Sitting in their darkened room, not daring to light a fire-torch, Noah and his family could hear the villagers outside laughing and bantering about how they were going to have plenty of cooked meat once the fire took hold. It was truly terrifying as they clung to each other, calling out to God to save and deliver them. The tone of the conversations outside began to change as the chief seemed to be increasingly angry that the flames would not take hold. He kept barking orders but it was clear to those inside that God was indeed looking out for them.
The first lurch of the dry earth caught all of them by surprise, the cries of fear from within the ARK almost drowned out the shouts of alarm from outside. Noah’s eyes were finally beginning to adjust to the lack of light within their room. He could make out the shapes of his wife and children, all closely huddled together, his daughters crying in fear and alarm. The second quake from beneath was even stronger than the first one, one corner of the ARK seemed to shift and rise up and deep roots snapped with the strength of the earth’s movement. There was a remarkable stillness among the animals nearby, as if they, more than the humans, understood what was happening. Frantic screams began to seep through the thick walls of the ARK. ‘Where is this water coming from?’ bellowed the chief, terror evident in his voice. A strange thudding noise began at the wall of the ARK nearest the now sealed entrance. With a shock of dismay, Noah realised it was those outside desperately banging on the wood, begging to be let in. Noah could see Bennai convulsed in sobs, Ham clinging to her, trying to stop her from rushing to try to open the door. ‘Peace, my daughter,’ he called, ‘God has closed the door, only he can open it now.’ It was too dark within for Noah to see the look of disdain on the face of his second son. Too many slights and put downs had widened a chasm between them that would take weeks to rise to the surface. For now, fresh screams rose from without and within as a series of quakes and heaves began to stretch and shift the huge ARK as if it were a pile of twigs. Shem called out to the others, ‘The earthquake is breaking the roots of the standing trees, the ARK is trying to float.’ It was true, what would have defied the ingenuity of Shem and Miriam was being achieved by heaven-sent earthquake and tumultuous springs of water erupting from the ground beneath. Soon a new sound joined the cacophony of earthquake, rushing water and fading screams; heavy drops of rain began to hit the roof of the ARK, a smattering at first, but soon a torrent. It was as if a million drums were beating at one time, even as the last desperate thump of human hand against hardened wood rang throughout the ARK.
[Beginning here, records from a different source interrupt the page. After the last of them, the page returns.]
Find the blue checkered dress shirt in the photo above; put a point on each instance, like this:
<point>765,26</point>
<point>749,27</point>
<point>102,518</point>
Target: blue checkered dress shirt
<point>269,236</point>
The ship began to rise, slowly, creaking, stretching as one by one the standing trees broke free of their roots. At this point the ARK began to list forward as the two front trees stubbornly clung to the trembling earth, until finally, with an almighty ‘crack’ both trees gave up their fight and the ARK surged up, tossing and throwing everyone around the room. No thought had been given as to how the ARK would balance on the water, and so as the ship rose higher and higher, the back end seemed to sink just a little bit lower than the rest of the vessel. Shem groaned in frustration, ‘I should have paid more attention to where we placed the heavier tree trunks,’ he shouted above the noise of rushing water and falling rain. No one dared to answer, they were each struggling to swallow the vomit and bile that was now rising in their throats. Tears and cries of shame and fear came from some of them as the terror turned their bowels into water. But there was nothing for it but to sit in their own filth and muscle through this roller coaster ride of heaving and surging.
Noah listened carefully for signs that the ARK might be letting in water, but the huge vessel seemed to be holding firm. It was many hours later that the surging rolling waves from below began to settle. By then those within were sitting in a listless stupor, the shock and violence of the past few hours finally taking its toll. As the ARK seemed to steady, now just swaying with rippling waves, Noah roused the others so that they could go up to see what was happening outside. The animals, sensing that the worst had passed, began to move too, stretching, calling to their mates, their noises adding to the constant drumming of heavy raindrops bouncing off the wooden shell. They made their way to the hatch on to the upper deck, but it was very difficult to open, when they had finally manged to open it a bit, they realised there were thousands of birds of every size and shape crammed on top of the upper level. Japheth manged to edge the upper part of his body through the trap door. ‘I can see rain falling everywhere,’ he called to those below, but nothing else except birds’ legs!’ Noah suddenly remembered the refuse hatch that they had built into the back end of the ARK on the third level, it was planned that they would remove as much of the animal filth as possible through this narrow opening. Ham crawled into the narrow chute that led to the exit, his brother clinging to his legs lest he slide out of the ARK. When they pulled him back in he reported, ‘We are floating on a huge ocean of water, I can see some mountain tops in the distance, but I wouldn’t be surprised if all this rain raised the flood to cover even those.’
In the half light of the third level, Noah and his family looked at each other. A slow dawning truth beginning to reveal itself. They were safe, they had survived, but at such a terrible, awful cost; they were entirely alone.